Longues jambes gainées de bas pailletés, chevelure blonde en cascade bouclée, juste-au-corps moulant un corps parfaitement sculpté, langue léchant une barre de pole dance, Elisabeth Berkley est à jamais enfermée dans le rôle de Nomi Malone, cette jeune fille naïve rêvant de conquérir Las Vegas, d’être la nouvelle Showgirl à la mode. Carrière brisée net, descente aux enfers, le bide retentissant du sulfureux long-métrage de Paul Verhoeven lui a été fatal. Avec tendresse et humour burlesques, l’inénarrable Marlène Saldana dévore à pleines dents les restes de la starlette pour se vêtir de sa dépouille et lui offrir une renaissance, une gloire a posteriori. Attention, les yeux, le show est sans limite, la performance totalement débridée ! Vêtue d’une robe fourreau noir et rose, qui rappelle l’affiche du film, maquillée à outrance, la comédienne apparaît sublimement chic sous les feux des projecteurs. On est au Stardust, un hôtel-casino branché de Las Vegas. C’est l’effervescence. Il manque une danseuse pour le show topless du soir. Tony Moss, le manager du lieu, cherche la perle rare, celle qui fera fantasmer ces messieurs. Le ton gouailleur, l’esprit au niveau de la ceinture, il n’a pas son pareil – lourdingue – pour attirer la poulette, la façonner à l’image du lieu, un peu ring et pas mal cul. Loin de se laisser démonter, la performeuse irradie la scène, avale l’espace autour d’elle pour mieux le tailler à sa démesure, le transformer en cabaret underground, en salle de peep-show. Mots susurrés, mouvements clairement licencieux, elle se glisse dans la peau de Marty, Crystal, Nomi… rejoue les scènes devenues depuis cultes, transcende le nanard érotico-graveleux sorti sur les écrans en 1995 en une œuvre protéiforme délirante. 

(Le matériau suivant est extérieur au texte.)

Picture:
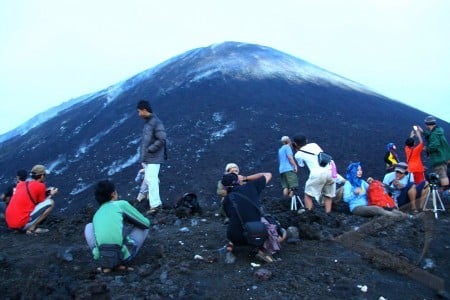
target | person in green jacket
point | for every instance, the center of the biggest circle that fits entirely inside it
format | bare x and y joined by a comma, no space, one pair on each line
437,149
117,231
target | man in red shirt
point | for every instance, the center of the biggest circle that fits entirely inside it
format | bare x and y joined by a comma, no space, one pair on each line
31,203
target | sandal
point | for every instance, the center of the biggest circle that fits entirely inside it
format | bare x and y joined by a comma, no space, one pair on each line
152,210
118,268
264,257
37,231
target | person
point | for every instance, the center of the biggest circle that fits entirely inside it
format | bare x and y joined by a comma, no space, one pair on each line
152,152
355,194
242,204
221,190
391,157
437,149
403,189
117,231
143,187
413,154
320,181
21,175
287,167
31,203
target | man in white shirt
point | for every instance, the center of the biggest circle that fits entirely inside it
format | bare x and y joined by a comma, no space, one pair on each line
320,180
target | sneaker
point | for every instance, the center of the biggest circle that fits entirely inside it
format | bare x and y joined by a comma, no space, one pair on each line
153,210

Avec son complice de longue date, Jonathan Drillet, Marlène Saldana ne se contente pas d’adapter au plateau de manière linéaire le scénario de Verhoeven, mais imagine un récit kaléidoscopique totalement baroque où s’épanouit l’histoire de Nomi Malone, personnage principal de Showgirls, prête à tout, même vendre son âme au diable, pour réussir. Faisant feu de tout bois, s’affranchissant des codes, lâchant la bride à toutes les bien-pensances, les deux artistes, accompagnés à la sono par Rebeka Warrior, dressent un portrait des plus lucides du métier d’actrice. Tout à tour, aveuglées par le strass, portées au pinacle, déchues en un rien de temps de leur piédestal, elles sont étonnantes, sublimes, troublantes. En leur rendant hommage à travers cette fresque qui a jeté toute pudeur aux orties, Saldana and Co signent une œuvre inclassable, follement jubilatoire, un moment aussi décadent qu’extravagant.

Showgirl de Jonathan Drillet et Marlène Saldana. Chaillot-Théâtre national de la Danse, du 8 au 11 mars.